We thank the Bioconductor core team and the emerging targets subcommittee for commissioning this work, along with all our contributors to the companion manuscript of this book. For the book itself, there have been many contributors over the years, and I probably haven’t remembered them all, so don’t be offended if you don’t spot yourself below:

  • Levi Waldron (City University of New York, USA), for advice on the code-related aspects of managing the online version of this book.
  • Kevin Rue-Albrecht (University of Oxford, United Kingdom), for contributing the interactive data analysis chapter.
  • Charlotte Soneson (Friedrich Miescher Institute, Switzerland), for many formatting and typographical fixes.
  • Al J Abadi (University of Melbourne, Australia), for bringing the log-normalization corner case to our attention.
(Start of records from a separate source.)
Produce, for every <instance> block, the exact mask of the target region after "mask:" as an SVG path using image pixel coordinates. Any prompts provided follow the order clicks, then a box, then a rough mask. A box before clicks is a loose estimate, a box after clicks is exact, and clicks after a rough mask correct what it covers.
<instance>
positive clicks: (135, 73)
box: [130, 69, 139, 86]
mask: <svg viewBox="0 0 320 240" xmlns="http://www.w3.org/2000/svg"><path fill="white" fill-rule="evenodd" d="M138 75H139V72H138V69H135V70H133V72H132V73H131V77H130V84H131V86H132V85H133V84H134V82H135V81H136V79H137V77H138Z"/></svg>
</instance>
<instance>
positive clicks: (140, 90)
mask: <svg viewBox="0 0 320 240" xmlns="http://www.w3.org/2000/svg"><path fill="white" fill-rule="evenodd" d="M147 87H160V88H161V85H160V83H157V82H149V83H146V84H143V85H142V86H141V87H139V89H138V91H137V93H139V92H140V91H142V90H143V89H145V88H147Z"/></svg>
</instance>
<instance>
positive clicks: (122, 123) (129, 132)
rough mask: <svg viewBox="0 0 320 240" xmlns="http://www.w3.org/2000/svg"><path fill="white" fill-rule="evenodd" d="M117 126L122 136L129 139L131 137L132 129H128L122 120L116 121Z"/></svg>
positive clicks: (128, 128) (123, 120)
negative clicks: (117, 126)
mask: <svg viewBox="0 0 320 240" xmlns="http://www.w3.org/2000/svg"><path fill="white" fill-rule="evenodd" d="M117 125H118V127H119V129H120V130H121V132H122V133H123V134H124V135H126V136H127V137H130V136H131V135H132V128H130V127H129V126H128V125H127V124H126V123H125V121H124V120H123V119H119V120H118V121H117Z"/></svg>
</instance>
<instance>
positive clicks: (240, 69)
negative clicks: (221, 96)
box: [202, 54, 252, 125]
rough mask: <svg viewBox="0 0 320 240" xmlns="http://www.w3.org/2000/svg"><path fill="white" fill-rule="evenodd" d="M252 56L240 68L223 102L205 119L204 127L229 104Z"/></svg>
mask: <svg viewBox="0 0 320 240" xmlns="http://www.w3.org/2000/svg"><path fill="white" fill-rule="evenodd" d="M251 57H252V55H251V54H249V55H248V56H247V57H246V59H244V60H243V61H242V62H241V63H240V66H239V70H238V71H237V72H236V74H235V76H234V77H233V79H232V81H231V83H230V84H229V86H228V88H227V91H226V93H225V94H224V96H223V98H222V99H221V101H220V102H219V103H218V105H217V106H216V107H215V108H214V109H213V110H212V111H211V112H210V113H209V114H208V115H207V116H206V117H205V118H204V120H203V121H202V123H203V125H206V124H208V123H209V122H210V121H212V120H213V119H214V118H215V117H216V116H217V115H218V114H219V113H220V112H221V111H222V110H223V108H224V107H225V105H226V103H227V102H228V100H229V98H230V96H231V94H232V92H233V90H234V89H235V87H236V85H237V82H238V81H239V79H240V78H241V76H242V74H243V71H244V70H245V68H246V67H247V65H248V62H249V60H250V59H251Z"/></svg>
  • Philippe Boileau (University of California Berkeley, USA), for demonstrations on how to use scPCA.
  • Pierre-Luc Germain (ETH Zürich), for improvements to the doublet chapter involving scDblFinder.
  • Peter Hickey (WEHI, Australia), for spotting and fixing many typos.

Finally, we would like to thank all Bioconductor contributors for their efforts in creating the definitive leading-edge repository of software for biological analysis. It is truly extraordinary to chart the growth of Bioconductor over the years. We are thankful for the wonderful community of scientists and developers alike that together make the Bioconductor community special.